Background
I grew up in southern New Hampshire, an avid video game and sports enjoyer. My parents gave me every opportunity to try different sports, and I played soccer, hockey, lacrosse, and baseball. After not making my middle school soccer team, I joined the cross country team instead — mostly to stay active and spend time with friends. I came in third overall in my first race, and that was enough to hook me on competitive running.
I went to Pinkerton Academy, a large New Hampshire high school with around 3,000 students. The cross country team was highly competitive, with high expectations set by the coaches and captains to live up to the program’s history. I thrived in that environment — the bar for what was acceptable at practice, at a race, and in the classroom was set high, and the team felt like family. Being part of that program for four years exposed me to a range of leadership styles and taught me how differently they landed on different people.

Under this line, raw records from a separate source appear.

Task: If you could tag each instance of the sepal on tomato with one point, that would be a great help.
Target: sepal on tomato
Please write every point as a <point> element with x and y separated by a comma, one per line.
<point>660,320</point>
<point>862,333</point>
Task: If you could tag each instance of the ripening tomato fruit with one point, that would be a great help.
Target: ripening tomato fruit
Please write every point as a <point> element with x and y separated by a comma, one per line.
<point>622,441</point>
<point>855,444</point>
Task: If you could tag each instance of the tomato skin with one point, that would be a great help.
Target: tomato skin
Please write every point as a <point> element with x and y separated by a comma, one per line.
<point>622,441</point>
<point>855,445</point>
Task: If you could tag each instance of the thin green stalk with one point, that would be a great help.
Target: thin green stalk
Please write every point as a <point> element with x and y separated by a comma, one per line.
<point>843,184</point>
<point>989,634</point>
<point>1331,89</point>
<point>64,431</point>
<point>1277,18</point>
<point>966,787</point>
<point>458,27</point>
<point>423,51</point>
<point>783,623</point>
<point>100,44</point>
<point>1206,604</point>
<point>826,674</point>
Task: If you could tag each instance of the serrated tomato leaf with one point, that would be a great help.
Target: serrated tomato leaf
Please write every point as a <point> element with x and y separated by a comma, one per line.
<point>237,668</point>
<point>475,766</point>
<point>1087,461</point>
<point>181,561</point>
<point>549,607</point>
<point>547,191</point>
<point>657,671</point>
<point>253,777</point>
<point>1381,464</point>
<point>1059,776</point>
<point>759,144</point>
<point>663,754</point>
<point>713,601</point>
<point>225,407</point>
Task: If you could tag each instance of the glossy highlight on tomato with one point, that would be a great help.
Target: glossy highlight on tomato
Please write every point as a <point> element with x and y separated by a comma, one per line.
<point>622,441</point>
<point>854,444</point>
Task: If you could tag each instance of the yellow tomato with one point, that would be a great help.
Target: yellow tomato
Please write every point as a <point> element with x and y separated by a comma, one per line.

In the classroom, math was the subject I understood best, and — like a lot of kids — I wanted to build video games. I’d never coded before, but in my sophomore year I took a Visual Basic class and liked it immediately: the problem solving, the near-instant feedback on whether something was right or wrong, and how creative the range of solutions to any one problem could be. My teacher offered extra credit for building and demoing games, and I spent hours on the couch with my parents writing Hangman and then Minesweeper. Watching the game come together and overcoming all the bugs I had to work through was what convinced me this was the career I wanted — not just because I liked games, but because I loved the process.